I WAS A TEENAGE HARLAN ELLISON FAN



The current generation sees Harlan Ellison as a curmudgeon who was always bad-mouthing their favorite franchise products. The don’t get why an old guy like me, who was coming of age in the early Nineteen Seventies, thinks he’s such a big deal. After all, they’ve been programmed to hate their favorite writers for not keeping all their favorite series coming at them fast and furious, as if it were possible to die from not enough of the right kind of entertainment.

It was different for me waythehell back then. Harlan was young too. He seemed to be possessed of limitless energy, like a superhero. To be in the same room with him, even a gigantic ballroom, nearly blasted you off your feet. His lectures had the intensity of rock concerts.

He seemed more like a rock star than a writer.

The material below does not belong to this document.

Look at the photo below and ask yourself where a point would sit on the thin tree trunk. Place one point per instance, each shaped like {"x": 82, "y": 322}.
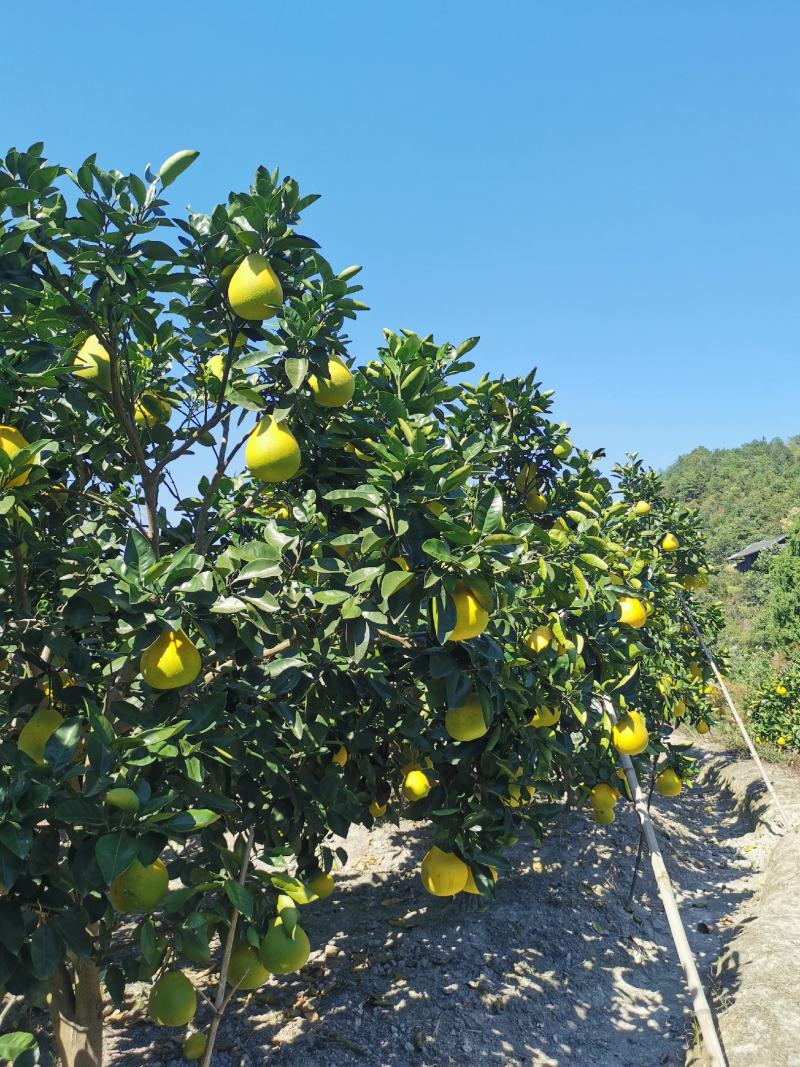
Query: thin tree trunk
{"x": 76, "y": 1012}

I started reading him at an age when most millennials were reading Harry Potter.


His name kept coming up in the science fiction magazines I was reading. Then I found The Beast That Shouted Love At the Heart of the World on the sci-fi shelf of my local public library. “Along the Scenic Route” -- “Shattered Like A Glass Goblin” -- “A Boy and His Dog” !!! Made Ray Bradbury look like an old fogey. Then when I found Dangerous Visions! And what happened when I snuck those books onto the campus of Edgewood High School in West Covina, California, and slipped them in front of the eyes of unsuspecting teenage girls . . .

I realized that being a writer could be more than my adolescent mind dared imagine.

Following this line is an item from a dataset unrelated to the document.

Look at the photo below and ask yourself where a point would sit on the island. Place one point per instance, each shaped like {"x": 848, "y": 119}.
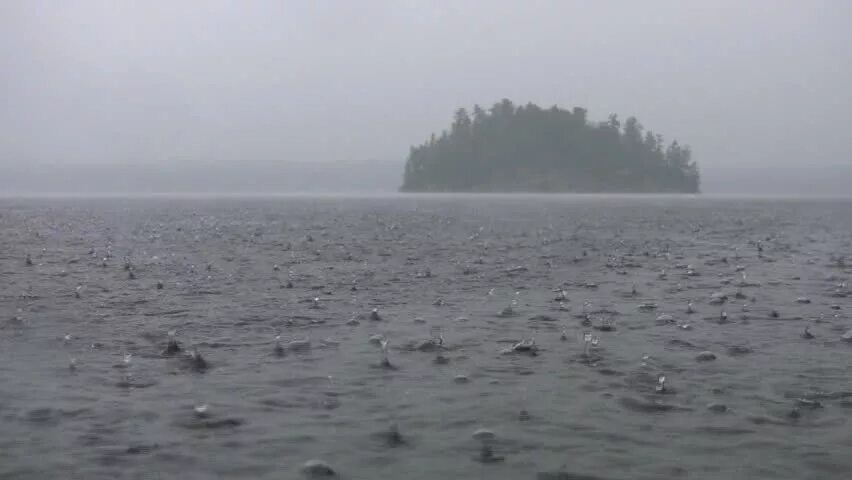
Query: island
{"x": 510, "y": 148}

It wasn’t just science fiction/speculative fiction/what we called the New Wave after the French filmmakers and before postpunk pop. Harlan was so hip, and cool that he was everywhere. All kinds of magazines, comic books, Star Trek, The Outer Limits, talk shows . . . He was a manifestation of the counterculture, our revolution while the war in Vietnam blazed, kids showed up to class stoned.


I started buying the L.A. Free Press (George’s Liquor Store, my main connection to literature and culture back then, started carrying it) when I found out about his Glass Teat columns that deconstructed our electronic environment. The books collecting them are one of the best, play-by-play accounts of the times--history teachers take note. And what happened when I showed those to the girls at school . . .

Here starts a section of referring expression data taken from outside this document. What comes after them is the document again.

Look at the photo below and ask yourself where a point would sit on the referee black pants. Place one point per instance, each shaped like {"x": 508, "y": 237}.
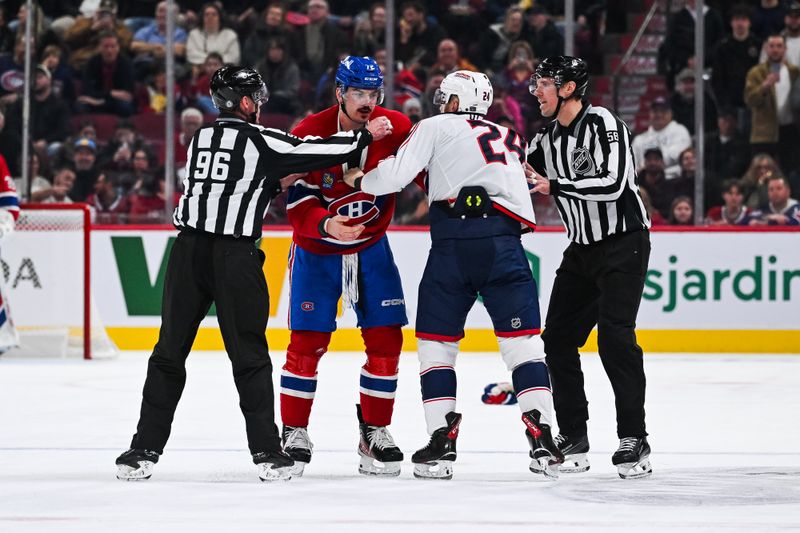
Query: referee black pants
{"x": 202, "y": 269}
{"x": 598, "y": 284}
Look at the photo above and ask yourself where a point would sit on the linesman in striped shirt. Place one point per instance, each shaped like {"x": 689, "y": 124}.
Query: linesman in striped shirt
{"x": 234, "y": 167}
{"x": 583, "y": 159}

And to be listening when he went on KPFK’s Hour 25 and took Pacifica Radio's concept to glorious, obscenity-studded extremes!

He helped me go crazy in those days. I dared to be a rebellious, surrealist cartoonist confusing and scaring people in the high school newspaper. I dived into self-learning how to express myself through writing, because teachers never knew what I was talking about.

Thank you, Harlan. For broadening my horizons. For amping up my guts to explore that deranged world that seemed to be collapsing around me.

I may have still become a writer if I never encountered you. Maybe I would have even been more commercially successful. But I wouldn’t have gotten away with the magnificent shit that I’ve committed.

And that is what it’s really all about.